The mixed coxed quadruple sculls had Spain come into the final as the fastest qualifier. These crews had raced through heats and semifinals prior to this final. Spain was up against China and at the start both crews were even in getting their boat going off the beach start. China was rating 49 and Spain on 48 with China able to get into a slight lead. The speed on the way out was around 17 km/hour and once around the final buoy the speed picked up to nearly 20 km/hour. China’s crew of Li, Xie, Li, Mi and Guo managed to then push away from Spain and cross the line to win gold in a time of 2:20.
The B-final race for bronze opened with Great Britain racing France. The French had the better start as both boats moved away at a 43 stroke rate pace. Great Britain’s course did not look so good, but coming around the final buoy, the British took a very tight corner which helped get them out in front. The British then led the way to the final finishing beach sprint and a bronze medal win.
Results: CHN, ESP, GBR, FRA
The second day of finals featured the men’s and women’s solo races. On the water it was an offshore cross breeze.
It came down to Spain and China in the final of the men’s solo. Adrian Miramon Quiroga of Spain was up against Zhe Huang of China. Miramon had the better sprint to his boat and got away the quickest. Both crews rated high with Spain on 49 and China hitting 46. China had the better course and took a better final buoy turn, but Miramon had the rowing power. Miramon became the inaugural gold medallist in the men’s solo.
The B-final race for bronze was between Hong Kong’s Tik Lun Chan and Ivan Bove of France. Chan was unlucky at the start as his seat came off which cost him a few seconds. Bove was able to take off and gain a 50m lead. Chan was never able to eat away at this lead with Bove taking the bronze medal.
Results: ESP, CHN, FRA, HKG
CM1x, Gold Medallist, Adrian Miramon Quiroga (ESP);
“I had already seen the performance of the Chinese rower so I knew it would be a tough race, so I was a bit nervous at the beginning. Zhe Huang is fast so I had to get the advantage in the sprint to the boats as I haven’t been rowing for a long time. I am really happy that I was able to make it to the A Final and then win the gold medal.
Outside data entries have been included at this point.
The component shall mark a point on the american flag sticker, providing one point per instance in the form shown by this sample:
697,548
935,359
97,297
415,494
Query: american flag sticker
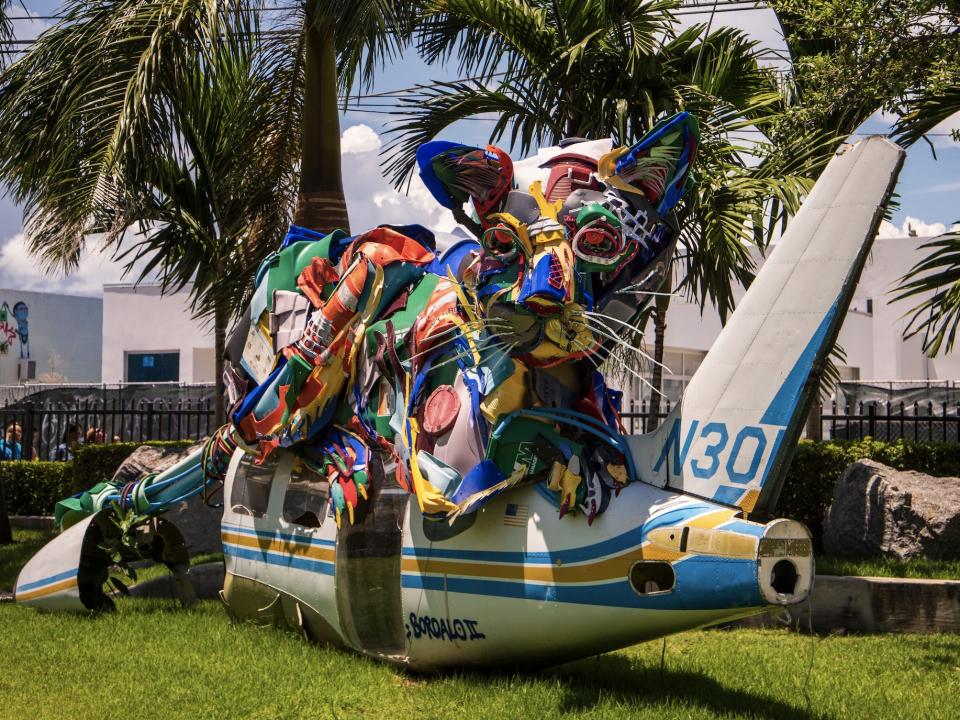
516,515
CM1x, Silver Medallist, Zhe Huang (CHN)
“It was a very tough race and I was exhausted after competing several times this afternoon. I didn’t perform as well as I did in the time trials on Friday. To be honest, I am disappointed that I didn’t win the gold medal but I will come back next year to try and win it.”
For the women’s solo China and Great Britain raced for the gold medal. China’s Yuting Zheng had the faster run to her boat and got away first. Zheng then took her stroke rate to 44, a full 6 pips higher than Great Britain’s Robyn Hart-Winks. This saw Zheng move away from Hart-Winks and grow her lead as the race progressed. Coming through to the finish Zheng raced to the line in a time of 2:45.
The race for bronze was between France and Greece. Zoi Fitsiou of Greece was the first to her boat and she steadied into a 37 stroke rate pace. This got Fitsiou a handy lead over Diane Delalleau of France. Delalleau had also raced in the mixed quad where she finished fourth yesterday. It was another fourth for Delalleau as Fitsiou led through to the finish.
Results: CHN, GBR, GRE, FRA
CW1x, Gold Medallist, Yiting Zheng;
“It was a really good race for me, I was really focusing on all the details to make sure I didn’t make any mistakes. I was hoping to win the gold medal and I’m really happy that I did. I will definitely compete next year.”
CW1x, Silver Medallist, Robyn Hart-Winks (GBR);
“I am really happy about this medal! In training this morning, I had a crash when coming onto the beach so I was kind of nervous going into the race. It’s amazing that I got a silver medal today and I’m really happy with it!”